Of course, this news comes just as the Federal Reserve is about to embark on a rate hiking schedule that has increased in its scale and speed due to such elevated inflation readings. The wholesale price index is also concerning as it's showing that inflation expectations on the supply side are becoming unanchored even while inflation expectations on the consumer side remain muted.

The PPI data caused stocks to give up a chunk of pre-market gains which came about due to reports that Russia had relocated some troops away from the border. Treasury yields also moved higher with the 10-year above 2% and the 2-year at 1.58%, marking their highest levels since 2019.

PPI data measures inflation on the supply side and is considered a leading indicator of consumer inflation. Just like there are concerns of a wage-price spiral when the labor market is tight, there are concerns that companies could start more aggressively hiking prices if their inflation expectations get embedded as well. So far, stock market investors have rewarded companies who have been able to raise prices with no drop in demand.

Even the services sector is starting to see some inflationary pressures as this rose 0.7% compared to 1.3% for the goods sector. Energy prices rose 2.5%, while food prices increased 1.6%.

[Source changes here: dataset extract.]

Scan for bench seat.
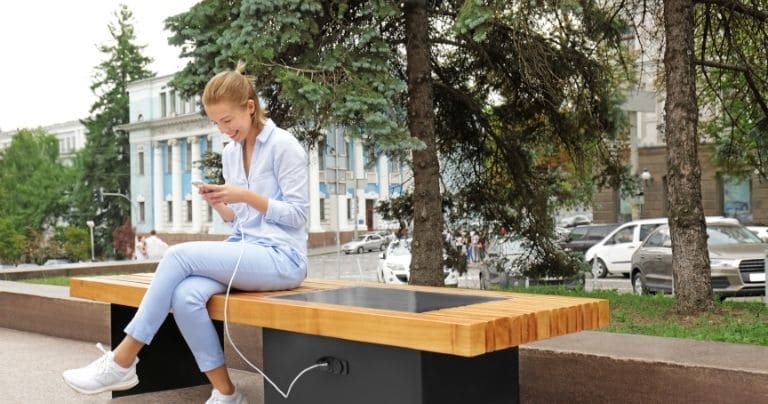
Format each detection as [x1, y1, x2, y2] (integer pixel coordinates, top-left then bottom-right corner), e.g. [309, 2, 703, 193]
[70, 273, 608, 404]
[70, 273, 609, 357]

After the report, Fed fund futures remained unchanged, although they have sharply risen in recent weeks as the market now forecasts 7 hikes with more than a 50% chance of a 50 basis point hike in March. There are even rumors of a 75 basis point hike, multiple 50 basis point hikes, and intra-meeting hikes in addition to selling assets from the balance sheet as tools to fight inflation.

The Fed's challenge is to fight inflation without forcing the economy into a recession. What's ominous is that the Fed has never failed to bring down inflation without inducing a recession. The case for this time being an exception is that inflationary pressures ebb due to a shift to services consumption from goods consumption and relief in supply chain issues and transportation bottlenecks.